Tennessee: Governor Announces Different Approach to Medicaid Expansion
Governor Bill Haslam (R) announced his alternative Medicaid expansion plan – “Insure Tennessee” – a two-year pilot program that would permit eligible individuals under 138% of the federal poverty level (FPL) to choose between two coverage options. Individuals with access to employer-sponsored insurance (ESI) may choose to receive a voucher that can be used to pay for premiums and other out-of-pocket expenses. Eligible adults may also instead choose to enroll in a standard managed Medicaid plan with cost-sharing obligations (including premiums only for those above 100% FPL) that would be reduced by participation in “Healthy Incentives for Tennesseans” and through depositing funds into a health savings account. The State’s hospitals have agreed to cover the State costs when the federal match falls below 100%. Insure Tennessee must be approved by the Legislature and the Federal government before implementation can begin.

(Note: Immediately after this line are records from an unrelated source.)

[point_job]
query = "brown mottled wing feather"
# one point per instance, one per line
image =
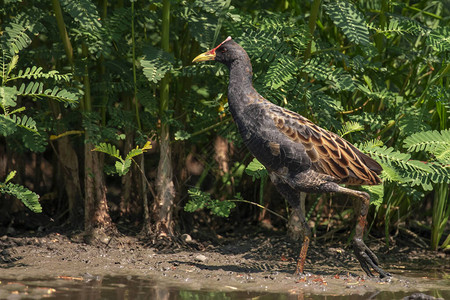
(329, 153)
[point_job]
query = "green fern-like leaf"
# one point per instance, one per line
(411, 171)
(25, 122)
(36, 73)
(123, 166)
(347, 17)
(350, 127)
(376, 193)
(84, 12)
(156, 63)
(199, 200)
(17, 38)
(434, 142)
(36, 89)
(439, 39)
(29, 198)
(8, 97)
(280, 72)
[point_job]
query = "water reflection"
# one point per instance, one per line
(89, 287)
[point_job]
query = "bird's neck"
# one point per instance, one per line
(240, 84)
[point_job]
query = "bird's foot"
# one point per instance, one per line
(368, 259)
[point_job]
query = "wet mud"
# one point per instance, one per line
(251, 263)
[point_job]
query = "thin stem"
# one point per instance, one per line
(133, 44)
(260, 206)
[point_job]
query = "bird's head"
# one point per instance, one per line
(226, 52)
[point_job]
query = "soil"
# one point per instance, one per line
(261, 261)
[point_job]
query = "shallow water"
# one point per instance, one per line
(139, 287)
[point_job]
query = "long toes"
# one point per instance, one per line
(372, 256)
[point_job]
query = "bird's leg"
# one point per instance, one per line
(306, 237)
(298, 213)
(365, 256)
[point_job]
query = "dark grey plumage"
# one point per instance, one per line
(300, 156)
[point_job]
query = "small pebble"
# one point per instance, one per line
(186, 238)
(201, 258)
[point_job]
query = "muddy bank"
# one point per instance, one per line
(257, 262)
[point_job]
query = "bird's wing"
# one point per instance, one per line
(329, 153)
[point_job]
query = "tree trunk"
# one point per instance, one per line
(68, 159)
(165, 191)
(98, 225)
(162, 209)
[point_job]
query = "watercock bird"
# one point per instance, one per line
(299, 155)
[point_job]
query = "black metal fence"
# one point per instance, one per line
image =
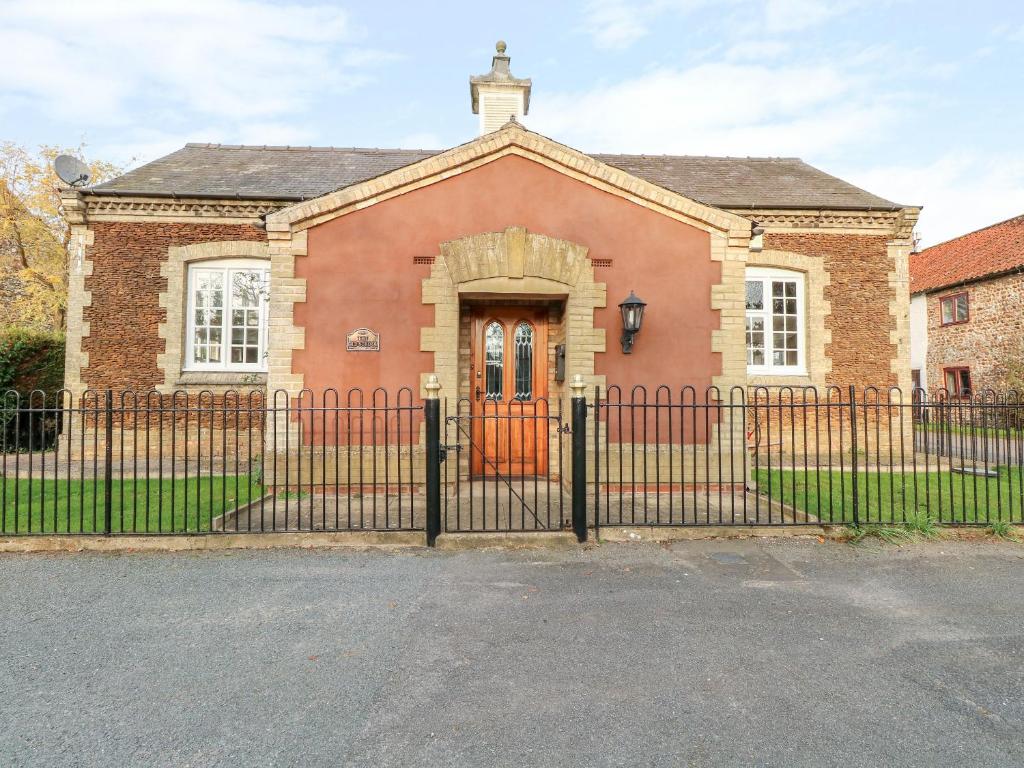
(200, 463)
(252, 462)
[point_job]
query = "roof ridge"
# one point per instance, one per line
(697, 157)
(973, 231)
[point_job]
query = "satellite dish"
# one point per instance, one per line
(71, 170)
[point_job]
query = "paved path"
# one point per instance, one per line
(706, 653)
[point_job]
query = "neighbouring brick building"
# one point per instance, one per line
(967, 324)
(486, 264)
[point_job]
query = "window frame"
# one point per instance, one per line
(225, 366)
(952, 298)
(766, 275)
(955, 371)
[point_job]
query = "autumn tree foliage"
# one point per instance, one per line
(34, 236)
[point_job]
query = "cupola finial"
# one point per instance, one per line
(498, 96)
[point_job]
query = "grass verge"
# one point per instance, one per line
(154, 506)
(900, 498)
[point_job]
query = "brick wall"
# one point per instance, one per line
(861, 349)
(988, 342)
(123, 342)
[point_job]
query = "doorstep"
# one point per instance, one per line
(692, 532)
(182, 543)
(517, 540)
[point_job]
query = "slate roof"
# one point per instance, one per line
(993, 250)
(303, 172)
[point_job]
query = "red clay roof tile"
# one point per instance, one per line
(993, 250)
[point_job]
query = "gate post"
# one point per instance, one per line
(853, 455)
(579, 458)
(432, 415)
(109, 460)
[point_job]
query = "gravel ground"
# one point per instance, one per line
(773, 652)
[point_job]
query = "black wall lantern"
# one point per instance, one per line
(632, 310)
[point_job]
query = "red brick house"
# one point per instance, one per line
(220, 267)
(967, 296)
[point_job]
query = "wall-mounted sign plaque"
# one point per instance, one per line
(363, 340)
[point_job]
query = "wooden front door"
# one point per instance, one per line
(508, 384)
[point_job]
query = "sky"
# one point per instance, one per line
(916, 100)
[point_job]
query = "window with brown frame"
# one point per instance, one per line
(956, 381)
(953, 309)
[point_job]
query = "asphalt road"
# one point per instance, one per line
(757, 652)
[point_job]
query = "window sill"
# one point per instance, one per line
(779, 380)
(221, 378)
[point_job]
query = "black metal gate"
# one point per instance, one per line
(482, 488)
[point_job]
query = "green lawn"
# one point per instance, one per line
(166, 506)
(885, 498)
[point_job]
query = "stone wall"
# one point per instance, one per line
(124, 313)
(989, 343)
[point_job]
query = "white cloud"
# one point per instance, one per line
(758, 50)
(719, 109)
(175, 64)
(620, 24)
(961, 192)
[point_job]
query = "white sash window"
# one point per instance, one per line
(775, 322)
(226, 328)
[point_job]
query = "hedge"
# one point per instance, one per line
(30, 360)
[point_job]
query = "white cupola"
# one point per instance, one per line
(499, 97)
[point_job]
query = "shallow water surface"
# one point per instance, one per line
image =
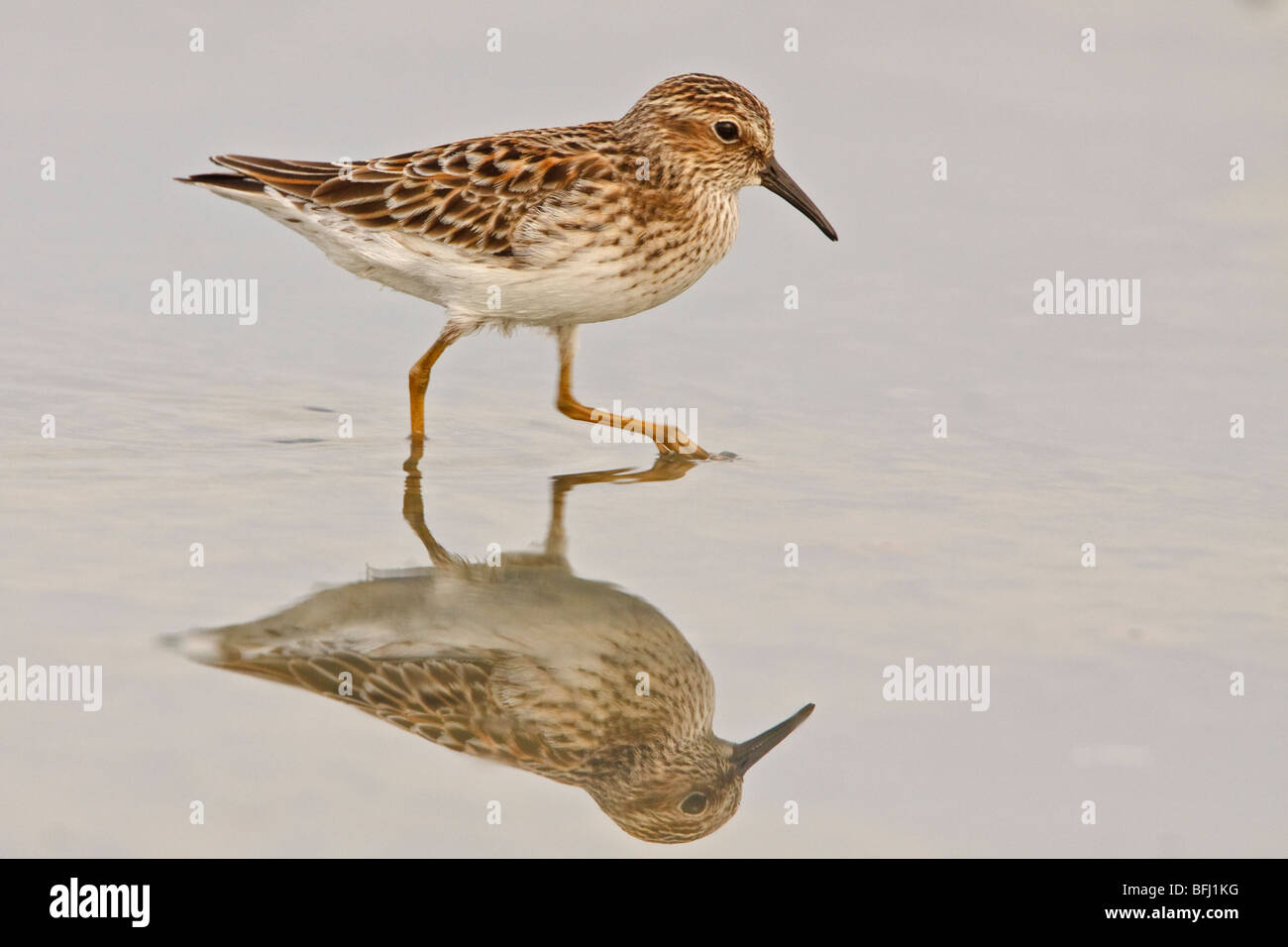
(1109, 684)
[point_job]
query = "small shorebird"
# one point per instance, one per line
(550, 227)
(522, 664)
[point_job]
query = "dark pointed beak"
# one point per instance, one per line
(782, 184)
(745, 755)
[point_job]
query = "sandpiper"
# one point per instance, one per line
(549, 227)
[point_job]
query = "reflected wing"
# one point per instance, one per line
(464, 703)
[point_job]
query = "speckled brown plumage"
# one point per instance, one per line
(545, 227)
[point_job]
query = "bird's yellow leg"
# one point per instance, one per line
(669, 440)
(417, 379)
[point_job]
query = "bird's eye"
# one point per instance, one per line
(694, 802)
(726, 131)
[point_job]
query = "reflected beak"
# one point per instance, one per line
(782, 184)
(745, 755)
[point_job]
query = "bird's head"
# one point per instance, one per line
(707, 129)
(687, 791)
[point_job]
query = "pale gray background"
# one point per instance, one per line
(1063, 431)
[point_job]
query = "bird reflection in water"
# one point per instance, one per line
(523, 664)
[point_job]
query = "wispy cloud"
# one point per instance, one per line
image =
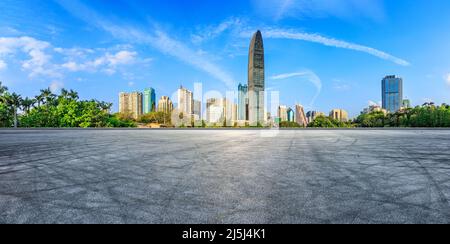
(213, 31)
(303, 75)
(332, 42)
(107, 63)
(345, 9)
(155, 38)
(38, 62)
(341, 86)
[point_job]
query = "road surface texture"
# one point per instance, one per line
(224, 176)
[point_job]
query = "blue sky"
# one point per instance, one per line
(323, 54)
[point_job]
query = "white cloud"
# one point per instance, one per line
(346, 9)
(213, 31)
(304, 75)
(447, 79)
(290, 34)
(39, 60)
(107, 63)
(56, 86)
(156, 38)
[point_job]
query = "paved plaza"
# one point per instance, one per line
(224, 176)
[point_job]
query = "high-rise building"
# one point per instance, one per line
(339, 114)
(242, 102)
(256, 77)
(406, 103)
(234, 113)
(131, 103)
(149, 100)
(282, 113)
(215, 110)
(392, 93)
(165, 105)
(312, 115)
(197, 110)
(374, 108)
(185, 101)
(300, 116)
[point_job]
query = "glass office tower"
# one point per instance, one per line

Vermont: State Officials Outline 1115 and 1332 Waivers to Develop Single-Payer System Structure
Officials from the Health Care Reform branch of Vermont’s Agency of Administration recently outlined the waiver application options and benefit design standards for Green Mountain Care (GMC), slated to be Vermont’s publicly-financed universal healthcare system, for the GMC Board. As detailed in the presentation, Vermont intends to apply for both Medicaid 1115 and 1115A waivers as well as an Affordable Care Act 1332 waiver to develop the single-payer system. The presentation also reviews current standards for benefit design and cost-sharing levels to assess any modifications that would be necessary to be compliant with State law and ACA waiver parameters – which together would assure that GMC provide equal or better coverage options than currently available to Vermonters.